I would like his contact info also......


----------



## sasmojoe (Feb 26, 2014)

I will be in the Atlanta area this weekend, would someone please pm me Mr. Mabry's contact info. Thanks


----------



## Melvin4730 (Feb 26, 2014)

Waleska, GA ...just north of Canton, GA


----------



## WaddleWhacker (Feb 26, 2014)

Lonnie Mabry 770-479-3352...and he will not ship any calls.


----------



## gregg (Feb 26, 2014)

you got about 2 weeks then he is not available for the season.


----------



## WaddleWhacker (Mar 3, 2014)

went to Mr Mabrys today and these boxes came home with me....swamp willow with cherry paddle, Spanish cedar with purple heart paddle...


----------



## Killdee (Mar 3, 2014)

Looking great, bet they sang too


----------



## amc5 (Mar 6, 2014)

Anyone got one for sale? Or like the others above, PM his contact info. I would like to get up there soon.

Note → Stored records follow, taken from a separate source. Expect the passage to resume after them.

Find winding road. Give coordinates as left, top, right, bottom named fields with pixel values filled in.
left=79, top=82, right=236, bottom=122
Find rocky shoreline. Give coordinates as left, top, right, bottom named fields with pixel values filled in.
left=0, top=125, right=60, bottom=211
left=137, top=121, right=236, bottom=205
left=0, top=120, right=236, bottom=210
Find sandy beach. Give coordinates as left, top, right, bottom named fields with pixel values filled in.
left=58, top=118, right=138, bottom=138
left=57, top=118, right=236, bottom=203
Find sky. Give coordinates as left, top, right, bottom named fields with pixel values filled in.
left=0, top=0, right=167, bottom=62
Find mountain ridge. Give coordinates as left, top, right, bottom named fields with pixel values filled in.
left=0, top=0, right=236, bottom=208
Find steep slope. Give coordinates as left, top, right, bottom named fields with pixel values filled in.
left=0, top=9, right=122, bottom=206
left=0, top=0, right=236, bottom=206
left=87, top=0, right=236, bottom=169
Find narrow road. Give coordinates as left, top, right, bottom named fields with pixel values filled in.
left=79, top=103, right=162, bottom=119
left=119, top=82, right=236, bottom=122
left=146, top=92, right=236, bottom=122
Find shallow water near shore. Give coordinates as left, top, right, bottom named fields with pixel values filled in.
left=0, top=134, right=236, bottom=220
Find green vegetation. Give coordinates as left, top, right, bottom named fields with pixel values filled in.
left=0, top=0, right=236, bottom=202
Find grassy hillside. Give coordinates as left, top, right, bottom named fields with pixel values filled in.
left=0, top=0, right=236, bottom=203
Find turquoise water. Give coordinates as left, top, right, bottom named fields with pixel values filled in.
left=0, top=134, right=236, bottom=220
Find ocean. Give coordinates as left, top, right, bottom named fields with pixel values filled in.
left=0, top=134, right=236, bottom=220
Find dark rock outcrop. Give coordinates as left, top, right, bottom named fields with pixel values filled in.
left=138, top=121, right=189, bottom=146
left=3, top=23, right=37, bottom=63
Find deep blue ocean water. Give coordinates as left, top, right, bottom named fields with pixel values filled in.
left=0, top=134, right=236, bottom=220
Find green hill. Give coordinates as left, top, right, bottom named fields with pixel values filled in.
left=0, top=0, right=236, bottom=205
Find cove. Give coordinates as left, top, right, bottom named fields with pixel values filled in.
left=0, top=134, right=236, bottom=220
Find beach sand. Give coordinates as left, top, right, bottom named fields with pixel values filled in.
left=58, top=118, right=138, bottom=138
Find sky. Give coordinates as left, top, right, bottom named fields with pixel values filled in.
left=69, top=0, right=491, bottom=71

Thanks


----------



## Turkey315 (Mar 24, 2014)

Could someone pm me his contact info.


----------



## rex upshaw (Mar 24, 2014)

Why doesn't someone just post the contact info in this thread?  Over 20 folks asking for the info in this thread alone.


----------



## ChristopherA.King (Mar 24, 2014)

His contact number is already on here but here it is again 770-479-3352. He is hunting now in the mornings you might be able to get up with him in the late afternoon.


----------